True pratyahara is withdrawing the senses from the outer story of separateness, into the inner Truth of oneness that glows in your heart.
Essence of Oneness
The experience of oneness is held in the Heart Chakra, not the mind. The feeling that reveals you are in oneness is pure love. Love not based on the material world image, but the pure true love between body and soul, creation and creator.
When the mind and its minion senses are gathered together and guided inward, the gifts of the senses are now in a different reality. This reality is called oneness, innerworld, intuition, soul, spirit, Divine, union, source, etc. The more focused the mind is in its ability to gather the senses, the deeper purity and truth of the experience of oneness — love. When the senses finally enter the Heart Chakra, the senses become calmer and more in your control.
The secret to this whole process of pratyahara, and going into the Heart Chakra requires humility. Humility is when the mind and the personality it created through senses (known as ego) have reached a willingness to change. The aspiration to transform and discover a new perspective of oneself and life is also the feeling of humility.
So how does one achieve pratyahara, humility and a focused mind, in order to discover what is inside the Heart Chakra?
New Technique for Accessing the Heart Chakra
A very special technique came to me in my mid-20s when I had reached a direction in my life where I was humbled and willing to change. This humility came forth due to the death of my parents in an aviation crash when I was a teenager and my sister’s murder shortly thereafter, resulting in my many illnesses and losing my will to live.
With these techniques, by bowing into the heart, I discovered the purpose for life and found self-love.
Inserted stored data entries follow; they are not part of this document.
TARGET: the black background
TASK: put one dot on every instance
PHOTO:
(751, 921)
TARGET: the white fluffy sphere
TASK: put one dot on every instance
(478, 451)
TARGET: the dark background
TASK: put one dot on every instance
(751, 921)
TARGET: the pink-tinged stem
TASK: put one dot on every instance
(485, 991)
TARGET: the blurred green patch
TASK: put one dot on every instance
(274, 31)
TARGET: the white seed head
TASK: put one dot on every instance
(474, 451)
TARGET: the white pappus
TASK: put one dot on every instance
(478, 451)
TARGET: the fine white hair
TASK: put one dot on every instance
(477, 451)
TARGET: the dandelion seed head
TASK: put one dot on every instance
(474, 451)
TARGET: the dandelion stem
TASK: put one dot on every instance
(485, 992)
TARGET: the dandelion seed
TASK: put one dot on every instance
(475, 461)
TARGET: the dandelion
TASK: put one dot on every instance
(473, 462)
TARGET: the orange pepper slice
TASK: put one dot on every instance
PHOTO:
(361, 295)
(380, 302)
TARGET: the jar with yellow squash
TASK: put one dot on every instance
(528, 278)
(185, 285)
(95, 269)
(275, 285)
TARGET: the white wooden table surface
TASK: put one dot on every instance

The process of this technique begins with a beautiful feeling such as love. The ability to feel this feeling build in us is the presence of the Soul.
Remember, light is the image of love.
Mental Centering™ Technique by Savitri
Centering Mental Energy (1 ½ minutes)
Sit erect with your eyes closed. With the middle finger of each hand touching the front of each armpit, trace a horizontal line to the center of your chest. With the middle finger of your right hand touching your skin, you will feel a sensitive area on your sternum. Massage gently for a few minutes. This is your Heart Chakra, the doorway to your soul. Imagine light glowing lovingly in the Heart Chakra.
- With your eyes closed, place your hands with your fingers together, slightly cupped, on the right and left sides of your head, facing your ears. Your hands should be approximately 3 inches away from your head.
- Exhaling, move your hands together in Namaste, not more than 1 inch away from your face, with the tips of your thumbs at the same level as your eyebrows.
- Inhale. On the next exhalation move your hands down slowly to your Heart Chakra. As you do this, imagine your mind following a straight line in the center of your body and offer your mind to your heart.
- Say inwardly, “I offer my mind and senses to my loving soul within.”
- Do this technique 3 or more times and breathe slowly and peacefully.
Increases the power of Namaste, intuition, self-love, respect, and conscience bringing calmness to the mind and body as they discover the soul’s presence.
Notice at the end of this technique the hands end up in Namaste. This is the exact energetics of what happens to us when we say Namaste or bring our hands in prayer. The mind withdraws its ego perception of another and bows inside the Heart Chakra to the true perception the Soul-Light holds.
The mind now is awakened to the love and light that is in your body; this always recognizes the love and light in anyone or anything.
The first level of enlightenment is to keep this connection consistent. Namaste is the energetics and action of self respect and respect for others. Respect is one of the keys to the teachings of yoga. This union of self-respect between mind, body and soul, and respect for others, is the feeling of love. And through this love the soul can shine freely through your body and to others.
Let the secret gift of Namaste bless your yoga journey on and off the mat. Namaste.